昨今,個人情報等の取得または利用と引き換えにデジタル・プラットフォームを提供するというビジネス(定義は2.(2))が拡大してきています。
このような、デジタル・プラットフォーム事業者の提供するサービスは、ネットワーク効果、低廉な限界費用、規模の経済等の特性を通じて拡大する一方で、独占化・寡占化が進みやすい性質を持っています。
また、データが集中すると、利用者の効用が増加するため、デジタル・プラットフォーム事業者にデータが集積・利活用され、データを基礎とするビジネスモデルが構築されるとさらにデータの蓄積・利活用が進展し、競争優位を維持・強化する循環が生じるとも考えられています。
そのような中、多くのデジタル・プラットフォーム事業者は、個人情報等の取得または利用と引換えに財やサービスを無償で提供するというビジネスモデルを採用することで大量のデータを集積する方法を採用しています。
しかし、このようなデータ集積の方法に乗じて不公正な手段により個人情報等を取得又は利用することにより、消費者に不利益を与えるとともに、公正かつ自由な競争に悪影響を及ぼすことがあることが問題視されてきました。
また上記のような消費者への影響に加えて、デジタル・プラットフォーム事業の拡大に伴って、膨大なデータ収集力を背景に、GAFAなどの巨大IT企業が市場の支配力を持ち始めるという状況も生じます。
この状況に対して、公正取引委員会としては国内の中小企業が巨大IT企業の下請けになってしまうという危機感を持っていました。

(2)独占禁止法の観点からの規制の検討

以上のような実態の中、プラットフォーム事業者(通称、プラットフォーマー)に対する我が国の「私的独占の禁止及び公正取引の確保に関する法律」(以下「独占禁止法」といいます)の観点からの規制の検討は生成30年(2018年)6月に閣議決定された「未来投資戦略」で本格化し、省庁の壁を超えた経済産業省、総務省、公正取引員会(以下「公取委」)などが研究会などを開催して検討に入り、令和元年(2019年)9月の閣議決定で「デジタル市場競争本部」が設置されました。
公取委は、平成30年(2018年)12月18日に取りまとめられた「プラットフォーマー型ビジネスの台頭に対応したルール整備の基本原則」において,「サービスの対価として自らに関連するデータを提供する消費者との関係での優越的地位の濫用規制の適用等,デジタル市場における公正かつ自由な競争を確保するための独占禁止法の運用や関連する制度の在り方を検討する。
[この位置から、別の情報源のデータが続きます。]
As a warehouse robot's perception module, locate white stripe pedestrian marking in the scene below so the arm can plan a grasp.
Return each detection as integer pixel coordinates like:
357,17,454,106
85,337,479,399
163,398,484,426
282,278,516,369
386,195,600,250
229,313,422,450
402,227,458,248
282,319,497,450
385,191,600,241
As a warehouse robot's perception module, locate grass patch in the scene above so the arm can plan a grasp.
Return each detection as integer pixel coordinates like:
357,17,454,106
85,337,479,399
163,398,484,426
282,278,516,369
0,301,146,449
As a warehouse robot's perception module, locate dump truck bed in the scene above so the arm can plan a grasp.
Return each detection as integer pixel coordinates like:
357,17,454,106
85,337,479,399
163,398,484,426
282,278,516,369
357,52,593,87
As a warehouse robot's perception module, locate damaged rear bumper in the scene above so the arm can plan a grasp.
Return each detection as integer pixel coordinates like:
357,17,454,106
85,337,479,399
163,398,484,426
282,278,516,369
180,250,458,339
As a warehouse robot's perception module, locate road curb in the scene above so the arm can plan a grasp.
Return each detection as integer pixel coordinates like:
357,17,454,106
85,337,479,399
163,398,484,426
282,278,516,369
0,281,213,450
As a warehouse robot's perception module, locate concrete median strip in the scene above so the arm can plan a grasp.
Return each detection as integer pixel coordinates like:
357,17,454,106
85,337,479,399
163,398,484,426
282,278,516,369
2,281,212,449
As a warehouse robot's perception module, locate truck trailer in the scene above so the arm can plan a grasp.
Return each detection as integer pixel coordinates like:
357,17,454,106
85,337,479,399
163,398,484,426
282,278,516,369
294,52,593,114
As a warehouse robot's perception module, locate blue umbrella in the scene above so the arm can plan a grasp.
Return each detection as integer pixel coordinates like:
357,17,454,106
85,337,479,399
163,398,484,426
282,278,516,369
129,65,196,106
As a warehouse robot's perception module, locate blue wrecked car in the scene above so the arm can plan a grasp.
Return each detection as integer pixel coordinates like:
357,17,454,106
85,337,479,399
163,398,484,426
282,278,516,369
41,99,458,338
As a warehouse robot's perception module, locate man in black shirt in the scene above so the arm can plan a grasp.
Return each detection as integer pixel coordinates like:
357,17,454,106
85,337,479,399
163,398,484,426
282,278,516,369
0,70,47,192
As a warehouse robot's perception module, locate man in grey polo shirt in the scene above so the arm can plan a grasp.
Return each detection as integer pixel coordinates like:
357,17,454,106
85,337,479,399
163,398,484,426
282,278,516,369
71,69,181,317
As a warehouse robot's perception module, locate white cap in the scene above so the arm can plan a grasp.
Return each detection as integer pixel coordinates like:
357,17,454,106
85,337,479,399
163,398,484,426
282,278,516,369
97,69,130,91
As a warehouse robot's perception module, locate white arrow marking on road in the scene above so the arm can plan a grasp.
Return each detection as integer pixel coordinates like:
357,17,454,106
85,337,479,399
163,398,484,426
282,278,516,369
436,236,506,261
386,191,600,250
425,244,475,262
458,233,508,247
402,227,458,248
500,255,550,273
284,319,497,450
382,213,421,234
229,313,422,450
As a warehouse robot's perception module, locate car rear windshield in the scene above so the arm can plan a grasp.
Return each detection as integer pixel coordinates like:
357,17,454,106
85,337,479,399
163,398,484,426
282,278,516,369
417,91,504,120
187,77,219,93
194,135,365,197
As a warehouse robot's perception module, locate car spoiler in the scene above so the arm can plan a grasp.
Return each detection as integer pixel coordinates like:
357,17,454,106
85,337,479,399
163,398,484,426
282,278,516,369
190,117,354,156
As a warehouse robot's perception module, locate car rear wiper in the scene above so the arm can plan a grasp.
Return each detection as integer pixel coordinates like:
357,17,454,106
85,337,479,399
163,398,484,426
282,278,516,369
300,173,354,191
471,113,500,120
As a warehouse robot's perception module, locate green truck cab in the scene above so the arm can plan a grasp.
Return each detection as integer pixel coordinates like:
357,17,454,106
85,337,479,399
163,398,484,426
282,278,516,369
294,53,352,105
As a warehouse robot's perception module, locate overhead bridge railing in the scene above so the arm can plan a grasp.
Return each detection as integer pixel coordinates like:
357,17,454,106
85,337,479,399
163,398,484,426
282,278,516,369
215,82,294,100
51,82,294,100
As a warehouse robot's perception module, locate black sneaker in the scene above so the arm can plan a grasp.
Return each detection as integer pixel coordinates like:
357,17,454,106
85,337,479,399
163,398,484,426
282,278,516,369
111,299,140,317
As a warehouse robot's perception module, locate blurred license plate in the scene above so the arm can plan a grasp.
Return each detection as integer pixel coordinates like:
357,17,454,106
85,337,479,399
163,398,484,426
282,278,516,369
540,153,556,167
」こととされたことを踏まえ、「デジタル・プラットフォーム事業者と個人情報等を提供する消費者との取引における優越的地位の濫用に関する独占禁止法上の考え方」(以下「本考え方」)を取りまとめ、バプコメを経て、令和元年(2019年)12月17日に,上記「本考え方」が公表されました。
本考え方では公正取引委員会から,かかるビジネスの中で独占禁止法において規制される優越的地位の濫用(第2条9項5号)に該当するかについて,考え方が示されています。
今回はこの考え方の内容について解説していきます。

2.デジタル・プラットフォームとは

「デジタル・プラットフォーム事業者と個人情報等を提供 する消費者との取引における優越的地位の濫用に関する独 占禁止法上の考え方」のポイント_検討の経緯_概要

引用:公正取引委員会

(1)概要

「デジタル・プラットフォーム」とは,情報通信技術やデータを活用して第三者にオンラインのサービスの「場」を提供し、そこに異なる複数の利用者層が存在する多面市場を形成し、いわゆる間接ネットワーク効果が働くという特徴を有するものです。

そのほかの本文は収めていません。